Wherever You Go, There’s a Screen

“How was your trip?”

What was the highlight of your trip?”

“What were the top three things about your trip?”

These are questions I always get when I get home from a big one.  The first one is so broad that all I just say, “It was great.” If the asker is genuinely interested in knowing more, he or she will ask more questions.

The other two are meant, I think, to keep the returned traveler hemmed in so he/she doesn’t go on and on.  I don’t blame the asker; not everyone has time or interest in hearing details about someone else’s trip, but when you see someone at work who’s been gone for a month you have to ask them something, if for no other reason than to be courteous.  Personally, I love hearing about other people’s trips, as long as they’re not cornering me on the way to a meeting or shoving their cell phone in my face to show me videos of their roller coaster ride at Disney World.

When people ask for the “top three” they are probably expecting me to say:

  • The Coliseum
  • The Amalfi Coast
  • The Alhambra

Or some such check list of tangible things.  But the highlight of this trip was that I was in the moment.  I wasn’t planning ahead or analyzing what I should have done differently.  I didn’t have To-Do lists, coupons or business cards or post-it notes with reminders to myself stuffed into every pocket.  There are no piles of things by the door ready to return to a store, or library books to return, or bags of plastic bags to take to the recycling center.  I pretty much wore the same two outfits for three weeks so I didn’t have to decide what to wear.  There were no cleaning or DIY projects, unless you count hand washing my socks and underwear—a meditative activity in itself.  I only woke up once with an alarm clock

I hadn’t set out to be mindful, and now I wonder if this is one of the things I’ve loved about travel all along but was never aware of.

I was traveling alone for the first 10 days so I had to really pay attention to, for example, what time the train left.  I had to be aware of my surroundings for safety’s sake.  I needed to remember to ask the hotel front desk to print my boarding pass when I had a flight the next day.  So there were things I had to attend to, but this reinforced being in the moment, I was nothing like the Human Doing I am at home.

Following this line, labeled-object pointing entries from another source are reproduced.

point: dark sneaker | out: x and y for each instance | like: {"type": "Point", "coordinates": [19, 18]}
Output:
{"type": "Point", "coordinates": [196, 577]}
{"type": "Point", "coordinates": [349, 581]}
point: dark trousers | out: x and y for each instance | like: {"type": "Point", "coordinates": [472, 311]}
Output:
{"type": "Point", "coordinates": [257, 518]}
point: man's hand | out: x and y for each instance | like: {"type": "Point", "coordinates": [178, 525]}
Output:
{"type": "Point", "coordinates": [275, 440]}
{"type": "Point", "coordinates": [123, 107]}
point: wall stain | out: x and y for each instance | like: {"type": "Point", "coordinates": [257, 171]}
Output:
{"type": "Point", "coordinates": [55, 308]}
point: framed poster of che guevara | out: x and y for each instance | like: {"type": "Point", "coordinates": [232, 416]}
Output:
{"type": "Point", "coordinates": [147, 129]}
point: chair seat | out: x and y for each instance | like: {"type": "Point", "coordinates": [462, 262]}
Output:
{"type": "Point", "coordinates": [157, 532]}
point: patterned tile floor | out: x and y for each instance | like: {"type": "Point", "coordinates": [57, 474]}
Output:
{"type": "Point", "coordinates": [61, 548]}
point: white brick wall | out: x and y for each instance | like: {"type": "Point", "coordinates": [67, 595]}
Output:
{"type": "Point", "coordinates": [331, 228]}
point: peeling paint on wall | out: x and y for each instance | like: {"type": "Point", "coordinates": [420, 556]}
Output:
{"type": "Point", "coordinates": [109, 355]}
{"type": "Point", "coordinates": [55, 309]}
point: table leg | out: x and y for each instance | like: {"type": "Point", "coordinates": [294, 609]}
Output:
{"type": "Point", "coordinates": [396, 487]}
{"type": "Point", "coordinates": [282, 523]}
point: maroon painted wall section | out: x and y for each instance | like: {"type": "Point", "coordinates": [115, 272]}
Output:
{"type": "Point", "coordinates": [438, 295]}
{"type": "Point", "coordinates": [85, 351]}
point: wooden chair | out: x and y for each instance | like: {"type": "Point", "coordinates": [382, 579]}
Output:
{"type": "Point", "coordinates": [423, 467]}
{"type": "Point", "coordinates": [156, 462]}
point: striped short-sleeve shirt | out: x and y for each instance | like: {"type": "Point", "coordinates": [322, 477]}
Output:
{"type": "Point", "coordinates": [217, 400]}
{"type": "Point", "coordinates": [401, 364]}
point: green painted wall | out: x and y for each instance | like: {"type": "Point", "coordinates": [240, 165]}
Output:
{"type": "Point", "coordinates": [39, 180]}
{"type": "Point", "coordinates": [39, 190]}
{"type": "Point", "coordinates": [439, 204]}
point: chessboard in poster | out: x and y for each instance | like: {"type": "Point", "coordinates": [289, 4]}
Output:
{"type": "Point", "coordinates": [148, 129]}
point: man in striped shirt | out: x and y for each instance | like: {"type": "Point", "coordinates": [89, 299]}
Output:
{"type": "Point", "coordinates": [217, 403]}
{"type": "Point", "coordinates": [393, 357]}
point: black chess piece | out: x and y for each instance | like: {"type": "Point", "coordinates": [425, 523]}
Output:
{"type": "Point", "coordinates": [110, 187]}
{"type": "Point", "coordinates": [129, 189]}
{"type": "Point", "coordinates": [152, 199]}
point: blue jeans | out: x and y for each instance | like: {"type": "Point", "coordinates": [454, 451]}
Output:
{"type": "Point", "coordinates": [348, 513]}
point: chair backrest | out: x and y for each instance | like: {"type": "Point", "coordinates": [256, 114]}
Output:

Being in the moment doesn’t mean you’re never irritated.

Am I the only one who doesn’t love the screens embedded in airplane seat backs?  They’re great for watching movies.  But they are set to be on, all the time, unless you turn them off.

On night flights, my routine is to gulp down a glass of wine, choke down the “food” Delta calls dinner, then don my ear plugs and sleep mask and try to get a few hours of sleep so that when I arrive I can tell myself I had a good night’s sleep—when I really only had four fitful hours.  (I also bring a full-size down pillow on night flights.  It makes a huge difference; you can use it to pad the wall or the arm rest, or smoosh it up and hunch forward over it.  It’s not counted as a carry on item.)

I woke up at some point during the flight and staggered down the aisle to the toilet.  Delta requires people to lower their window shades and turns off the cabin lights.  But 90% of the screens were on—hundreds of “Delta” logos glowing white and red.  People were sound asleep with these screens a foot from their faces.

Back in my seat, I looked at the guy across the aisle and one row in front of me.  His screen was on, his wife was asleep but her screen was on, and he was playing solitaire on his phone.  And we wonder why it’s so hard to sleep on planes.